As part of Black History Month, the Phoenix present Nate’s Favorite Facts: A Journey Through African American History.

Born February 10th, 1927, in Laurel Mississippi, Leontyne Price is a prodigious American Soprano opera singer. Her talent as a pianist and singer were apparent from a young age through her work in the glee club and church choir. She also sang in the school chorus and played piano for school productions.

Price attended the all-black Wilberforce College in Wilberforce Ohio, where she continued singing and teaching music. Her burgeoning career as a soloist continued, as she would earn third place in a vocal competition at the Chicagoland Music Festival in 1947. Her musical success earned her a patron and full scholarship to the Juliard School of Music in 1958.

Leontyne Price continued to train as a musician and vocalist, and enrolled in the opera program in 1950. This led to her breakout performance in 1952 as “St. Cecillia” in a Julliard production of Four Saints in Three Acts, which she performed on Broadway and then in Paris. Then it was back to the states for a performance of Porgy and Bess in D.C. It was truly an auspicious start to a prodigious career.

Price would continue on her operatic track, opening for operas from San Francisco to Vienna. One of her most well known career milestones was her role as Cleopatra in Anthony and Cleopatra, a role written specifically for her by composer Samuel Barber. Price’s singing in the opera was highly acclaimed.
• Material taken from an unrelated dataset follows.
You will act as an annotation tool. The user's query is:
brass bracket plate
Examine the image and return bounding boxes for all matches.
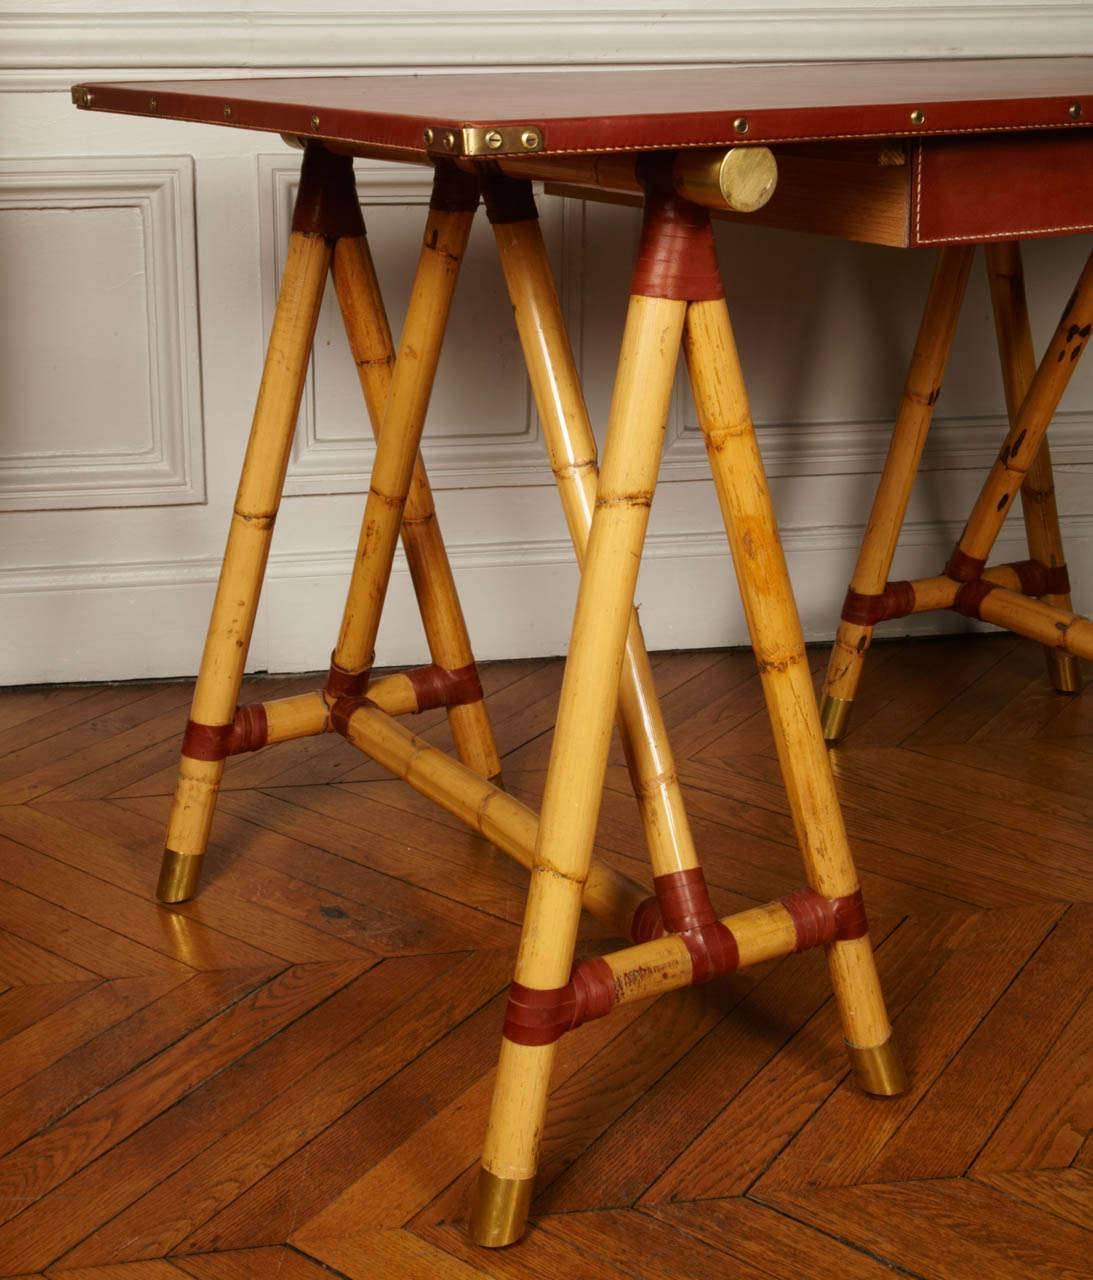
[423,123,544,157]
In 1962, Price performed in Il Trovatore at The Metropolitan Opera House in New York City. When her performance finished, the audience honored her with a 35 minute standing ovation. She was the first African American to sing with and for The Met. Her performance was so impressive that, in order to retain her as the lead role, the orchestra refused to play at any segregated opera halls when they went on tour in the still segregated south. The result was a sweeping desegregation of multiple singing halls, as no one wanted to miss a Price performance. Newspapers lauded her for bringing a whole new meaning to the soprano voice class.

On January 3rd, 1985, after 21 seasons and 205 performances at The Met, Price officially retired after a stirring performance of Aida. The audience regaled her with a 25 minute standing ovation. After her retirement, she would continue to teach music and perform in smaller events, and sang at a concert in October 2001 honoring the victims of the September 11th attacks.  Her talent and career were nothing short of sensational, and her accomplishments beyond description. Today we celebrate her immense talent and presence.